Nat Love oscila com gosto entre o bom-mocismo e a vilania, prestando em “Vingança e Castigo” uma homenagem, mesmo que velada, a tipos como os incorporados por Clint Eastwood, reverenciando também o gênero que o consagrou em obras-primas a exemplo das que compõem a trilogia da fortuna, de Sergio Leone (1929-1989), “Por um Punhado de Dólares” (1964), “Por uns Dólares a Mais” (1965), e “Três Homens em Conflito” (1966). O misterioso Homem sem Nome, o “Bom” do título que fecha a trinca, “The Good, the Bad and the Ugly”, em inglês, seria uma espécie de ancestral direto do personagem de Jonathan Majors, ambos lançando mão ora de seu lado heroico, ora de sua porção facinorosa a fim de atingir determinado objetivo. No caso de Love, há ainda o componente racial, ostentado por Jeymes Samuel de maneira consciente, já que o cast é maciçamente negro. Nat Love é o mártir preto que se levanta contra a barbárie perpetrada contra sua família por um delinquente que partilha da cor de sua pele, uma ideia corajosa do diretor, que sempre fomenta polêmicas vazias acerca de um racismo às avessas, ou pior, de discriminação étnica por parte de um indivíduo negro. A população outrora chamada de cor nos Estados Unidos tem sofrido toda a sorte de preconceito desde muito antes do século 19, quando se passa a trama, momento em que também se deu a aprovação da 13ª Emenda, em 6 de dezembro de 1865, justamente nos estertores da Guerra Civil Americana, em que o Sul escravagista e o Norte, a favor da abolição, se enfrentaram. O trabalho de Samuel não se presta a fazer um retrospecto histórico dessa efeméride, esmiuçada com todo o rigor intelectual no documentário de Ava DuVernay, lançado em 2016, de que igualmente se vale Regina King — que, por sinal, também integra o elenco — em “Uma Noite em Miami” (2020), com a diferença de que King transporta seu filme para os anos 1960, quando a discussão sobre os direitos civis de cidadãos pretos na América de fato ganha vulto.

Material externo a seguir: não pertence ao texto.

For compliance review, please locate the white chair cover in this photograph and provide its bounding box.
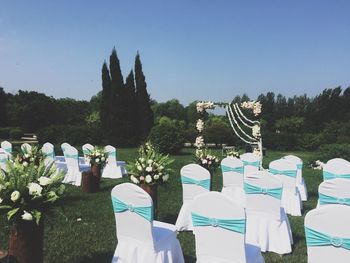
[1,141,12,156]
[282,155,307,201]
[190,192,264,263]
[81,143,94,163]
[63,146,81,186]
[245,171,293,254]
[317,178,350,207]
[102,145,123,179]
[175,164,210,231]
[221,156,245,207]
[112,183,184,263]
[305,205,350,263]
[21,143,32,152]
[240,153,261,176]
[269,159,302,216]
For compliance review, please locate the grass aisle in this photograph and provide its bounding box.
[0,149,322,263]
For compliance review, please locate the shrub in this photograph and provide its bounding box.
[9,128,23,140]
[149,121,185,153]
[315,143,350,162]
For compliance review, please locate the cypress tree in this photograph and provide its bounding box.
[135,53,153,141]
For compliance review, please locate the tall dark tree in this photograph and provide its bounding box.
[135,53,153,141]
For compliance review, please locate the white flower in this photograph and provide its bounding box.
[28,183,43,196]
[38,176,51,186]
[145,175,152,183]
[130,175,140,184]
[11,190,21,202]
[22,211,33,221]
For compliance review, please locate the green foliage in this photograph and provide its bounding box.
[148,117,185,153]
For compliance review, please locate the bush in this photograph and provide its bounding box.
[9,128,23,140]
[315,143,350,162]
[149,121,185,153]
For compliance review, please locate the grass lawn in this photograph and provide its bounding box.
[0,149,322,263]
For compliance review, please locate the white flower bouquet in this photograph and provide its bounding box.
[0,159,65,225]
[128,143,174,185]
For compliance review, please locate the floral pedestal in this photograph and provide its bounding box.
[8,221,44,263]
[140,184,158,219]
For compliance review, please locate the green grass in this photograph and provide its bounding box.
[0,149,322,263]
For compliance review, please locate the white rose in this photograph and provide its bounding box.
[28,183,43,196]
[11,190,21,202]
[38,176,51,186]
[22,211,33,221]
[145,175,152,184]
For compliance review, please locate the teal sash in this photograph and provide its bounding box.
[323,171,350,180]
[269,168,297,177]
[181,175,210,190]
[191,212,245,234]
[318,193,350,206]
[244,183,282,200]
[242,160,260,167]
[221,165,244,174]
[305,227,350,251]
[112,196,153,222]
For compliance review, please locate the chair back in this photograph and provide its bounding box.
[305,205,350,263]
[240,153,261,175]
[221,156,244,187]
[323,161,350,181]
[180,164,210,202]
[111,183,154,250]
[318,178,350,206]
[244,171,283,220]
[1,141,12,155]
[190,192,246,262]
[105,145,117,166]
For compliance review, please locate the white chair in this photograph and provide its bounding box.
[102,145,123,179]
[1,141,12,156]
[190,192,264,263]
[63,146,81,186]
[112,183,184,263]
[323,161,350,181]
[305,205,350,263]
[318,178,350,207]
[81,143,94,163]
[221,156,245,207]
[282,155,307,201]
[240,153,261,176]
[269,159,302,216]
[21,143,32,152]
[244,171,293,254]
[175,164,210,231]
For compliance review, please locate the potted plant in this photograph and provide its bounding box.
[0,159,65,263]
[128,142,174,219]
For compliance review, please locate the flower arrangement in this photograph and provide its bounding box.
[128,142,174,185]
[195,149,220,170]
[86,146,108,166]
[0,160,65,225]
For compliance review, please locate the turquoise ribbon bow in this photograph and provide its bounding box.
[221,165,244,174]
[242,160,260,167]
[191,212,245,234]
[112,196,153,222]
[323,171,350,180]
[305,227,350,250]
[243,183,282,200]
[318,193,350,206]
[181,175,210,190]
[269,168,297,177]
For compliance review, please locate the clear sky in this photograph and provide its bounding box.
[0,0,350,104]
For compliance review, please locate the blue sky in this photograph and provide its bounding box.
[0,0,350,104]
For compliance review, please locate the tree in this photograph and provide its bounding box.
[135,53,153,141]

Ainda que combata um inimigo negro como ele, é impossível não se lembrar de “Django Livre” (2012) quando se assiste à performance de Jonathan Majors, dada toda a aura de western de “Vingança e Castigo”. Em “Django Livre”, Quentin Tarantino brinca com os chavões do escravo submisso que se torna um vingador e assassino de senhores brancos, desacreditado da justiça e da lei, já que fora alvo das piores ignomínias apenas por ser preto; por outro lado, em seu trabalho Samuel parte de um raciocínio óbvio que encerra o quão racista ainda são os Estados Unidos e a sociedade contemporânea em geral: pretos são heróis ou bandidos, bons ou maus, íntegros ou repulsivos, como acontece com qualquer um, concepção que também irriga “Infiltrado na Klan” (2018), de Spike Lee, realizador negro como Samuel, King e DuVernay, que aborda o preconceito expandindo um pouco mais seu campo de estudo e estabelecendo uma comparação original entre a ojeriza ao negro e ao judeu, isto é, às minorias como um todo.

Fazendo uma lembrança inteligente a “Crime e Castigo” (1866), do romancista russo Fiódor Dostoiévski (1821-1881), com “Vingança e Castigo”, Jeymes Samuel também alude à noção de resgate da honra por meio do sofrimento, ressaltando-se a visão de mundo fundada no niilismo, tanto em Rodion Românovitch Raskhólnikov, o anti-herói de Dostoiévski, como em Nat Love, não por acaso as duas narrativas ambientadas nos Oitocentos. Cada tempo tem a humanidade que merece.